En la excelente compañía de unos amigos, cumplí en estos días de tempestuoso diciembre uno de mis sueños más antiguos: no se trataba de viajar al espacio, ahora que con dinero se puede; ni que se acordaran de uno los dioses azarosos que voltean las bolas de las numerosas loterías. No, era poner los pies, con emoción y respeto, en los umbrales de la rondeña Cueva de la Oscuridad; ese inaccesible y ancestral lugar, que con el correr de los años ha ido acumulando misterio, leyenda y fantasía; tanta que cuando le preguntamos a una vecina que cuál era la casa de la Cueva, respondió: “Llevo viviendo aquí cuarenta años y no sé de ninguna cueva”.
Si hay esperas que como antesala de una ilusión decepcionan, por la pérdida de un tiempo inútil, este no fue ni mucho menos el caso. La prolongada espera valió la pena. Un arco de medio punto de excepcional conservación y antigüedad, separa la vivienda (una más en apariencia de la que bordean la parte alta de la plaza de la Oscuridad), de la superficie interior de peñascos y suelo llano entre los que se encuentra la Cueva; y también de otro mundo desconocido; porque esa es la íntima sensación que nada más entrar se respira: de hallarnos muy lejos de Ronda, en otra realidad, atrapados por una atmósfera que ha debido variar muy poco, salvo por la falta de monjes y fieles, con la que cubrió al lugar hace más de diez siglos.
Una quietud inabarcable, rota sólo por el vuelo de alguna ave presurosa; gigantes acantilados impregnados de la luz dorada, tan de la tierra, que se amansan en el suelo, en una amplia extensión, buscando el aledaño arrabal, acogen a la Cueva; que no es una, sino varias, con funciones que, sin ser un experto, se ofrecen muy claras señalando el ara o altar con huecos laterales para las imágenes, los enterramientos y la morada del religioso principal.

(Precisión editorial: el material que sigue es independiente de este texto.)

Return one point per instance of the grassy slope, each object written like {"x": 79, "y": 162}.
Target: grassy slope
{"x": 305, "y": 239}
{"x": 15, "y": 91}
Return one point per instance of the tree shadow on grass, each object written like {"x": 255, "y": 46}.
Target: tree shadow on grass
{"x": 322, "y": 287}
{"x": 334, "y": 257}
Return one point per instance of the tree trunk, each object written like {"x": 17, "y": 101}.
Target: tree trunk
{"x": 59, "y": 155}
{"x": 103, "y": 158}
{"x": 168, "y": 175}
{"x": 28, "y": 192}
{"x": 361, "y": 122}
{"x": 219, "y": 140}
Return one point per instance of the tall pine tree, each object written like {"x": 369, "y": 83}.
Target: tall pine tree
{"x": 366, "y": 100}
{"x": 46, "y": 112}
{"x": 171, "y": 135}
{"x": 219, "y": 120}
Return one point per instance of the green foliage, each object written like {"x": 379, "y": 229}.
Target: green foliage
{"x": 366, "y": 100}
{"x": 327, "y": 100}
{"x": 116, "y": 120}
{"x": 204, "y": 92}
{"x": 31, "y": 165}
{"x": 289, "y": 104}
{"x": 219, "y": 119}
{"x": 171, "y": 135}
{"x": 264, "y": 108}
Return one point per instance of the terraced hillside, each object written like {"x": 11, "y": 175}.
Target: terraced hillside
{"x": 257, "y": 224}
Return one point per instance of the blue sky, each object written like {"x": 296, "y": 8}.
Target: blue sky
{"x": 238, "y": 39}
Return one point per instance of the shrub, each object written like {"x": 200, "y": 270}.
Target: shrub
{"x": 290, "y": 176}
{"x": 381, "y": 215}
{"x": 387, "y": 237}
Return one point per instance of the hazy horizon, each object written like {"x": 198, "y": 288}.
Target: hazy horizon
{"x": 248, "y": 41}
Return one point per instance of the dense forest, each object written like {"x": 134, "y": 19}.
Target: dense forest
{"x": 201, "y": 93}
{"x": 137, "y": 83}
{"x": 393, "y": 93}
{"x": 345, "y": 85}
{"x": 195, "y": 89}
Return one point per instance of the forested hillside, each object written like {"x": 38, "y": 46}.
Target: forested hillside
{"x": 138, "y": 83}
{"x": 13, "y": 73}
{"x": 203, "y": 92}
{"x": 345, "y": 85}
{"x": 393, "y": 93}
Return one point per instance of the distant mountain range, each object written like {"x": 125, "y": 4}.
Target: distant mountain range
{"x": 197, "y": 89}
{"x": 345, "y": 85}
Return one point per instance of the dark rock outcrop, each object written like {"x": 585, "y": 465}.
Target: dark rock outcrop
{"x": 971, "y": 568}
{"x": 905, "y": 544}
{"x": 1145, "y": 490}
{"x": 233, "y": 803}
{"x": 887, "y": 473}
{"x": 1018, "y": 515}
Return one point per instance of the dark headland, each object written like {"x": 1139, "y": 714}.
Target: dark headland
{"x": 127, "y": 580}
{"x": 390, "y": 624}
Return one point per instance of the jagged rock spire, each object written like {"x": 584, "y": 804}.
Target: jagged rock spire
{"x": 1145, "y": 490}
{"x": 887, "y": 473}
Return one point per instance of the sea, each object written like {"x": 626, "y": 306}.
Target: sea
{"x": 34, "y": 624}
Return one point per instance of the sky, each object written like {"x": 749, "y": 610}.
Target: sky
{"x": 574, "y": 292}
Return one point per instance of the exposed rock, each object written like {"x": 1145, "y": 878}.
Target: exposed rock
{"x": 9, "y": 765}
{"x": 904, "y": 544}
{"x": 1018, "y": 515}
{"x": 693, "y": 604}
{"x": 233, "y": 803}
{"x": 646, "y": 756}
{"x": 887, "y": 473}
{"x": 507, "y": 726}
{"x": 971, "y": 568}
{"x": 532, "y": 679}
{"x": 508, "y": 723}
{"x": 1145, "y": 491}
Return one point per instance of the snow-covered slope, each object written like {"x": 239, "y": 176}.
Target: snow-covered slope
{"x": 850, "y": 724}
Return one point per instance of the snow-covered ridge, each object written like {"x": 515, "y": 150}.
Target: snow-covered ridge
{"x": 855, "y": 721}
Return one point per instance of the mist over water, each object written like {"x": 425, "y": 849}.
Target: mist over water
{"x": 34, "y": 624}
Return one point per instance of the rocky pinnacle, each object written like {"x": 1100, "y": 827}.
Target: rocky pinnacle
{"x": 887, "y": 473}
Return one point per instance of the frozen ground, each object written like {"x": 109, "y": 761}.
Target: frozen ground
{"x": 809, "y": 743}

Un monumento único por sus características de situación urbana e historia, que todavía sigue en pie gracias a las noches sin dormir, ingenio y esfuerzos económicos, sin ninguna ayuda oficial, de su propietario, don Fernando Ponce de León; quien, por si fuera poco, ha tenido que luchar con la incomprensión de algunos de los moradores de las viviendas altas que tomaban la superficie del sacro recinto por un basurero, donde descargar detritus y aguas de piscinas.
Alastair Boyd, al que le llevó años estudiarnos, decía a propósito de un intento en los años setenta de solicitar para Ronda el título de Patrimonio de la Humanidad, que nuestros grandes proyectos eran como cohetes que se desvanecían en la noche, no más avanzar un poco; que siempre estábamos “disparando al aire cascadas de fatua lluvia que nunca llegaba tierra”. Tal vez por eso, más que pedir reconocimientos, que nunca llegan y que, me atrevería a decir, casi no nos hacen falta, mejor haríamos dedicando nuestros desvelos a salvar y reconocer ese olvidado Patrimonio nuestro, que eso sí que depende de nosotros y de nadie más.